Automatic (standard path). Cloud-init runs on first boot and handles the full installation: Docker CE, the vmkit-agent binary, and the systemd unit. No manual step is required.

Manual (advanced). See Manual Installation below.


WebSocket Protocol

PropertyValue
Endpointwss://gateway.vmkit.dev/api/daemon
AuthAuthorization: Bearer <agent-token> header on the initial upgrade request
Token sourceWritten to /etc/vmkit/agent.env by cloud-init at provision time
DirectionPull model — agent calls out; backend never initiates inbound connections
ReconnectExponential backoff with jitter; indefinite retry
HeartbeatAgent sends a ping frame every 30 seconds; backend expects a pong within 10 seconds

The agent token is a workspace-scoped secret generated by the backend at provision time. It is distinct from user vmk_ API keys and cannot be used against the REST API.


Daemon Handlers

These are the RPC commands the backend can send over the WebSocket connection.

HandlerTriggerInputsOutputs
registerAgent startupversion: string, instance_id: string, ip: string, os: string, arch: string{ "ok": true }
logs_fetchDashboard log view, MCP get_logs, GET /api/deploys/{id}/logscontainer: string, lines: integer (default 100, max 5000){ "lines": [{ "ts": "<RFC3339>", "text": "<string>" }] }
metrics_collectBackend polling (every 60 s)(none)See Health Reporting
agent_upgradeBackend-initiated upgradeversion: string, download_url: string, checksum_sha256: string{ "status": "upgrading" } — agent restarts; backend detects reconnect

Handler details

register — sent automatically by the agent on every WebSocket connection (initial and reconnects). The backend uses this to mark the instance as agent_connected: true and record the agent version.

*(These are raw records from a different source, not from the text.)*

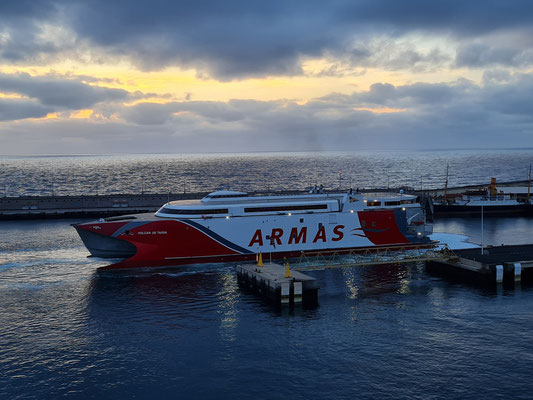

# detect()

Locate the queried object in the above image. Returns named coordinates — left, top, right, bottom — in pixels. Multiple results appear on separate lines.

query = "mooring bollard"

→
left=514, top=263, right=522, bottom=282
left=496, top=265, right=503, bottom=283
left=281, top=282, right=291, bottom=304
left=294, top=282, right=302, bottom=303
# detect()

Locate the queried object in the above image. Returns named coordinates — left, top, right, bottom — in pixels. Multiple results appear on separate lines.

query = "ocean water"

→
left=0, top=150, right=533, bottom=196
left=0, top=155, right=533, bottom=399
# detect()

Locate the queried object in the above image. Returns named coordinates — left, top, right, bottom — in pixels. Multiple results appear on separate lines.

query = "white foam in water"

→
left=430, top=232, right=479, bottom=250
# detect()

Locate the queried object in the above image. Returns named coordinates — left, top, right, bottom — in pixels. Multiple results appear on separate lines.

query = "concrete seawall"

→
left=0, top=193, right=206, bottom=220
left=0, top=191, right=302, bottom=220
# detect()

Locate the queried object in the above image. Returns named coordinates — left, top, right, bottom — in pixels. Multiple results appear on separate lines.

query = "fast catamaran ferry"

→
left=74, top=190, right=432, bottom=269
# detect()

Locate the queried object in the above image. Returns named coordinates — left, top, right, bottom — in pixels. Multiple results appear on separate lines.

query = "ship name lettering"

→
left=247, top=225, right=345, bottom=247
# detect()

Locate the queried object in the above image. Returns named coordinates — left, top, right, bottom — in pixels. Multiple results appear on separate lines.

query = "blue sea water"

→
left=0, top=152, right=533, bottom=399
left=0, top=150, right=533, bottom=196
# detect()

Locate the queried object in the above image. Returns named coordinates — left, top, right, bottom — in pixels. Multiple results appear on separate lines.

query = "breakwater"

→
left=0, top=191, right=302, bottom=220
left=0, top=193, right=205, bottom=220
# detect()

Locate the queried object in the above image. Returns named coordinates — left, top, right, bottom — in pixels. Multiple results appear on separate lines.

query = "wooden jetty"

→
left=426, top=244, right=533, bottom=283
left=237, top=258, right=318, bottom=304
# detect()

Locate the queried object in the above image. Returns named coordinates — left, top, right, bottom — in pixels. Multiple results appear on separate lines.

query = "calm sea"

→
left=0, top=150, right=533, bottom=196
left=0, top=152, right=533, bottom=399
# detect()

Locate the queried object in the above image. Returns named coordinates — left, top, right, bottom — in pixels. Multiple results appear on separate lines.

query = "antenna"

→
left=527, top=164, right=531, bottom=203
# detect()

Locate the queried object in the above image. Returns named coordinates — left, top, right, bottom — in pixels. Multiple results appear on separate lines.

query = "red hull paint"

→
left=98, top=243, right=435, bottom=271
left=77, top=210, right=433, bottom=270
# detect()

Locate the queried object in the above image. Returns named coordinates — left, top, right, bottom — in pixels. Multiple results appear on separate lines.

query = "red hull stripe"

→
left=98, top=243, right=435, bottom=270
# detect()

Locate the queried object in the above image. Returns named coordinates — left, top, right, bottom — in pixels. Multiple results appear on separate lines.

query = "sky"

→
left=0, top=0, right=533, bottom=155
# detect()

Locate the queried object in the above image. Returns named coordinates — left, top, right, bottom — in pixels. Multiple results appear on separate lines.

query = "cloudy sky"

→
left=0, top=0, right=533, bottom=154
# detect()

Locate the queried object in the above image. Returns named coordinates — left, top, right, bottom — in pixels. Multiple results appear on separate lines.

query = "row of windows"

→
left=244, top=204, right=328, bottom=212
left=206, top=194, right=248, bottom=199
left=366, top=200, right=413, bottom=207
left=159, top=204, right=328, bottom=215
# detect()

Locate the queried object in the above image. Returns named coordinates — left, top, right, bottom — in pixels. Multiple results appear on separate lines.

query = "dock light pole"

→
left=481, top=204, right=483, bottom=255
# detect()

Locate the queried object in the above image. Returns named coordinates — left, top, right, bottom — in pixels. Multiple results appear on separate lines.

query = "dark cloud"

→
left=0, top=0, right=533, bottom=80
left=0, top=73, right=130, bottom=110
left=68, top=71, right=533, bottom=151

logs_fetch — the agent calls docker logs --tail <lines> <container> against the Docker daemon on the VM and streams the output back as newline-delimited JSON. Requires the Docker socket to be accessible to the vmkit-agent process (configured during hardening).

metrics_collect — the agent reads /proc/meminfo, /proc/stat, df, and docker ps to collect the metrics payload. See Health Reporting.

agent_upgrade — the agent downloads the binary from download_url, verifies SHA-256 against checksum_sha256, atomically replaces /usr/local/bin/vmkit-agent, and issues systemctl restart vmkit-agent. The backend waits for the reconnect register call to confirm the upgrade succeeded.


Health Reporting

The agent pushes a health snapshot to the backend after every metrics_collect call. The backend stores the latest snapshot per instance and exposes it at GET /api/instances/{id}.

MetricSourceUnits
cpu_pct/proc/stat (1-second sample)Percentage (0–100)
mem_pct/proc/meminfo (MemUsed / MemTotal)Percentage (0–100)
disk_pctdf / (used / total)Percentage (0–100)
container_countdocker ps -q | wc -lInteger
container_healthdocker inspect --format '{{.State.Health.Status}}' for each containerMap of container_name → "healthy" | "unhealthy" | "starting" | "none"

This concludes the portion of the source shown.